The program began with some easy stretches, which I was relieved to see because my only other foray into yoga had been when I’d been trying to imitate something complicated on the TV, while Chris sat on the couch and offered unsolicited opinions about how I was doing it all wrong.

I lay down on the mat and pulled one leg to my chest. Onscreen, a solemn man of uncertain racial background performed the same routine while the narrator intoned what sounded like “bed wet to chest.” After the narrator repeated this several times, I finally figured out that he was saying, “bent leg to chest,” but still couldn’t help giggling every time he said “bed wet.”

Music that was probably supposed to be soothing played over the narration, but I wasn’t feeling very soothed. For one thing, Mina and Flacko were eating, and Mina kept trying to bring her kibbles from the bowl to my yoga mat. Apparently she thought I needed a quick pick-me-up.

Meanwhile, Paco watched suspiciously from the couch. This type of behavior was so out of the ordinary for me that Paco felt he needed to keep an eye on me. For once, dinner could wait.

Next I performed a twisting sort of stretch while still on my back. Unlike the man on the screen, who appeared to be doing yoga on a deserted beach at sunset, I had limited room and kept hitting my arms on the bottom of the recliners as I waved them from side to side. And I also had a Flacko, who was now pressed up against my armpit, trying to figure out what I was doing and how he could best assist me.

Despite the mat I could still feel the hard floor beneath me, and things didn’t improve when the man grabbed his toes and pulled one of his legs straight up into the air. I started to try this, but decided a hurt back was better than no back, and gave up on holding my toes and just grabbed my knee instead. The man’s leg onscreen was a straight line, whereas mine looked like it was playing a game of Twister all by itself.

The next stretch was named Cat Stretch, and as I arched my back, Mina came over to the mat and did Dog Stretch, which looked infinitely more graceful.

Mysteriously, the man on the screen was suddenly joined by an older woman, and together the two of them started doing lunges. Paco didn’t like these, and did a workout of his own by jumping up and growling fiercely at me every time I lunged.

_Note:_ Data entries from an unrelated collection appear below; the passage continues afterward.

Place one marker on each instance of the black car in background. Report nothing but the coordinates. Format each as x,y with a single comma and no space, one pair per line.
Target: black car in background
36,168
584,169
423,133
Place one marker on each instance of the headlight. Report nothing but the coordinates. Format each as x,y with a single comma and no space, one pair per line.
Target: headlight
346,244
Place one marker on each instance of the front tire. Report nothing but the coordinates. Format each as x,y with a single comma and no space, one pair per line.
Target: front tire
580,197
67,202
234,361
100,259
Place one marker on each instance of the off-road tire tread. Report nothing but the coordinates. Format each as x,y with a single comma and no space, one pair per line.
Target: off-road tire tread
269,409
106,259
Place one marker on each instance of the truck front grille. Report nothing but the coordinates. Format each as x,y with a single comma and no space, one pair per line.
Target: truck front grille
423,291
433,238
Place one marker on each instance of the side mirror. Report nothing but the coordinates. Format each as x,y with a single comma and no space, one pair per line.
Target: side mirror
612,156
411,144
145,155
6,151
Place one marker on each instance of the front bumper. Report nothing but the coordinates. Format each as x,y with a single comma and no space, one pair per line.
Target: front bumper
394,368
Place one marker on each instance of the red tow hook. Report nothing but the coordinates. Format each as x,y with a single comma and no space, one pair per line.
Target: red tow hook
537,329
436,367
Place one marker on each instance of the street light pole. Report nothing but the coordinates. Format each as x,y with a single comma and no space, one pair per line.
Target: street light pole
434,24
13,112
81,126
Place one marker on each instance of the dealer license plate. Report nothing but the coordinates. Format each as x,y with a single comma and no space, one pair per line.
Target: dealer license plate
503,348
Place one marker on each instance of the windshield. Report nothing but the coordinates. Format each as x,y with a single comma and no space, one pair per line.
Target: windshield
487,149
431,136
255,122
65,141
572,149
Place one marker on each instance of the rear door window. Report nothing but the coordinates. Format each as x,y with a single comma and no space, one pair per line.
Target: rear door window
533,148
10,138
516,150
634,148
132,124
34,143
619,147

By the time I got to the Mountain poses, I was getting bored, and so were the dogs. Paco was lying with his head resting on his front paws on the couch, and Flacko was curled up in a blanket on the recliner by the window. Mina was on our big leather chair, surrounded by three or four toys, and barking at me incessantly. If I could do all this exercise, then I could darned well throw the chickie around for her!

“I’m almost done, Bean,” I told her. I picked up the remote and was gratified to see that I’d completed fifteen minutes of the program. That meant I was halfway–wait. The program was an HOUR long?

Fifteen minutes of yoga was plenty. Heck, I was feeling relaxed already — especially now that I’d turned off the TV.